POV-Ray: Newsgroups: povray.off-topic: Three guesses why

POV-Ray : Newsgroups : povray.off-topic : Three guesses why		Server Time 15 Mar 2026 08:13:57 EDT (-0400)

<<< Previous 2 Messages

Goto Latest 10 Messages

Next 10 Messages >>>

From: Invisible
Subject: Re: Three guesses why
Date: 17 Jun 2011 04:12:02
Message: <4dfb0c52@news.povray.org>

On 16/06/2011 10:40 PM, Warp wrote:

>    One thing I thought of:
>
>    A programming language/compiler cannot automatically parallelize all
> possible programs given to it in the most optimal way.

Sure. But parallelism doesn't necessarily have to be "automatic". Doing 
it manually is OK, so long as you make it really easy to specify what 
you actually want. That works.

> Some problems are more
> easily parallelized in an automatic way, while others are much harder.

Quite. GPUs have been merrily parallising a large class of important 
algorithms for decades now. It's no secret that only certain algorithms 
fit the GPU model, but when they do, boy do they go fast!

On the other hand, how do you make your word processor go faster? Hell, 
*can* you make your word processor go faster? From what I've seen, the 
thing that usually slows these down is I/O latency (possibly due to lack 
of RAM forcing you to use virtual memory). Adding more CPU power is 
going to do nothing about that.

> This is just a fact
> (and I wouldn't be surprised if such an optimization problem would be
> at the very least in the NP category

It took me a moment to think about this one. My initial reaction was 
"isn't the NP category only defined for *sequential* algorithms?" And 
then I realised that the process of transforming a program could very 
well be a sequential algorithm, and hence amenable to classification.

OOC, how many problems can you name for which there is no known optimal 
algorithm?

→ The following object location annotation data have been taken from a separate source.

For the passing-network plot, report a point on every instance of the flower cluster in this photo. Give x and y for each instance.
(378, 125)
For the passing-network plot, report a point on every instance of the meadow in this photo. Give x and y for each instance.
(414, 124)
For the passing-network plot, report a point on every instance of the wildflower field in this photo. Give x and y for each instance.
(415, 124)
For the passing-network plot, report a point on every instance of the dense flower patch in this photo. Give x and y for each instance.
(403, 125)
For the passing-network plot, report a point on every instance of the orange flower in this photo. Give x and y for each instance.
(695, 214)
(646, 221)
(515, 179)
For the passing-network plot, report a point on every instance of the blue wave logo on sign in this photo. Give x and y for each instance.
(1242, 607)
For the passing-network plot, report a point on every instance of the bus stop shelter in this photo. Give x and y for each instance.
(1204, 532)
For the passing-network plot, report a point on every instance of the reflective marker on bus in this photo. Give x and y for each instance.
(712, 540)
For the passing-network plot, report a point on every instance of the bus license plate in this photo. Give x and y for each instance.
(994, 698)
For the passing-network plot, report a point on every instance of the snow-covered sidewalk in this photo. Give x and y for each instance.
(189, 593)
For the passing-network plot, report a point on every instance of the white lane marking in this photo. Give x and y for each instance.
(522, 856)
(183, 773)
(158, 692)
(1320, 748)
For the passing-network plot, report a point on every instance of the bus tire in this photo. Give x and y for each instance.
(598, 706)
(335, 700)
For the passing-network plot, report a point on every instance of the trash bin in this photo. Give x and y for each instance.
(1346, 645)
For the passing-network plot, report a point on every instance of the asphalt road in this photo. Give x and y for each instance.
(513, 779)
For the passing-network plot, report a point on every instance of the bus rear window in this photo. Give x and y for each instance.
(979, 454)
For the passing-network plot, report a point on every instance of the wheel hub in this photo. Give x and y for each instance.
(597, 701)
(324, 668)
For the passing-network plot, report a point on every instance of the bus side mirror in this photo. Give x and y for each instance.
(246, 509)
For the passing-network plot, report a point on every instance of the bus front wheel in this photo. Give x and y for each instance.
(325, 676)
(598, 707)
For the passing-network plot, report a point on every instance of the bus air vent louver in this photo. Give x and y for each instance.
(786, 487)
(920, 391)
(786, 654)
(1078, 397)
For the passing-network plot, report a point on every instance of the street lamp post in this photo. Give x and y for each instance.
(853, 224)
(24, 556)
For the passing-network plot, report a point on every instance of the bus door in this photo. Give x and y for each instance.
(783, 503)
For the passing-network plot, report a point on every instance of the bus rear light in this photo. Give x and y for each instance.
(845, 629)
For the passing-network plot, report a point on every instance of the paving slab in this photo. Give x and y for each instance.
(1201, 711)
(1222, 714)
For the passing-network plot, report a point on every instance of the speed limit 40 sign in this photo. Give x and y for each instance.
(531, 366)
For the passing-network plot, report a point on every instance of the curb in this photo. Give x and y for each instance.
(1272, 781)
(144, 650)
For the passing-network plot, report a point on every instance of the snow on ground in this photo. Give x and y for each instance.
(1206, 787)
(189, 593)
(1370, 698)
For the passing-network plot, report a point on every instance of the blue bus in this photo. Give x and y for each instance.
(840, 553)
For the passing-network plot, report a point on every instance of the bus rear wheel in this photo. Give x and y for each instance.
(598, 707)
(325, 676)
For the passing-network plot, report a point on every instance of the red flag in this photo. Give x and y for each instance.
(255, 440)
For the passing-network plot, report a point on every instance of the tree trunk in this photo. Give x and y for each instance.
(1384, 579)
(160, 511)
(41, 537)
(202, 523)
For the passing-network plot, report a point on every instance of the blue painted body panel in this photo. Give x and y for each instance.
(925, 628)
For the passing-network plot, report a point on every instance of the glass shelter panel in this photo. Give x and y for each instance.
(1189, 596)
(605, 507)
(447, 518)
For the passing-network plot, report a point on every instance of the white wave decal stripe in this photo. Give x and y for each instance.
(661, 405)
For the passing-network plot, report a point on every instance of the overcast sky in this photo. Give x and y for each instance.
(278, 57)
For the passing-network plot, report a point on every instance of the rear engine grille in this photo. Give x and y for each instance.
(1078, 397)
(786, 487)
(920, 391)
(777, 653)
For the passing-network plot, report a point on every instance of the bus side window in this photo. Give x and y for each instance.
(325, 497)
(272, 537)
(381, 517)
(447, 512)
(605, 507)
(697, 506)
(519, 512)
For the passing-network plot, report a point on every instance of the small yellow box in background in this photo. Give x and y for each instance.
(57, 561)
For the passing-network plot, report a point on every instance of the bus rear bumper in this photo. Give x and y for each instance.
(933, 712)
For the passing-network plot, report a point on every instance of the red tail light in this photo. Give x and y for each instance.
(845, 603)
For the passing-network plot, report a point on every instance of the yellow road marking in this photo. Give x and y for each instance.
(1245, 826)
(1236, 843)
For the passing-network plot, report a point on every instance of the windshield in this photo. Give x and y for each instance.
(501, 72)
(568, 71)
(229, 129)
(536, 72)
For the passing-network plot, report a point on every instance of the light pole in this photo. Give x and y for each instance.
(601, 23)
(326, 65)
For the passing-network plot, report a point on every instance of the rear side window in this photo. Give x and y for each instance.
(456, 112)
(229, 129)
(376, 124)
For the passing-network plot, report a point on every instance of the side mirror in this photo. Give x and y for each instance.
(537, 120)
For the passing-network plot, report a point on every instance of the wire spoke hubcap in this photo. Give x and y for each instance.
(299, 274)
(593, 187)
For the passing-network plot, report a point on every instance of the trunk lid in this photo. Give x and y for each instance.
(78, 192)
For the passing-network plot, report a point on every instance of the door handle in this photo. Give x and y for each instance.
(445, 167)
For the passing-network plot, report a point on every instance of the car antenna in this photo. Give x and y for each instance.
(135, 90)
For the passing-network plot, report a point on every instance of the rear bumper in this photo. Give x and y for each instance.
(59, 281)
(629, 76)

How many problems provably cannot be solved optimally?

>    It may even be that in some situation you might even want just the
> program using one core if it can't use the others efficiently, so that
> you can run something else on the others, than the one program hogging
> everything for itself, making other programs run more slowly than they
> would have to.

Even for programs which do run faster in parallel, due to Amdahl's law, 
there's usually a point at which adding more cores does not improve 
performance. So you probably don't ever want to say "use as many cores 
as I have", because that tends to be pessimal. You probably want to 
choose the optimal number of cores for each particular program.

>    This automatic parallelization may be also give the false illusion of
> efficiency, when in fact it's far from it. After all, you will see the
> program using 100% of all the cores. That's pretty efficient, isn't it?
> Of course this is just an illusion. CPU usage percentage doesn't necessarily
> directly translate to efficiency.

Quite.

> (And in fact, I think there are examples of programs which actually run
> *slower* on multiple cores than on one core, even though they are using
> 100% of CPU time on each, as contradictory as that might sound.)

This is not a theoretical idea. This is something which commonly happens 
in the real world.

Spawn two threads. Have one thread compute the odd-numbered elements of 
an array, and the other thread compute the even-numbered elements. This 
way, the work is split in half, right?

Except now each CPU core continuously invalidates the other core's L1 
cache lines, causing constant memory traffic and hence very high 
latency. It's probably vastly slower than just doing all the work in one 
thread.

Of course, the solution here is pretty trivial; rather than interleave 
the elements, split the array in the middle and have one thread process 
each half. If the elements really are independent, you should now see a 
50% speedup.

In case this sounds like the kind of mistake only a novice would make, 
consider GHC's new parallel garbage collector. Initially they programmed 
it to use all available cores. But they quickly discovered that due to 
locality issues, performance was rubbish. It turns out to be *faster* to 
let cores sit idle rather than generate lots of cache traffic sometimes.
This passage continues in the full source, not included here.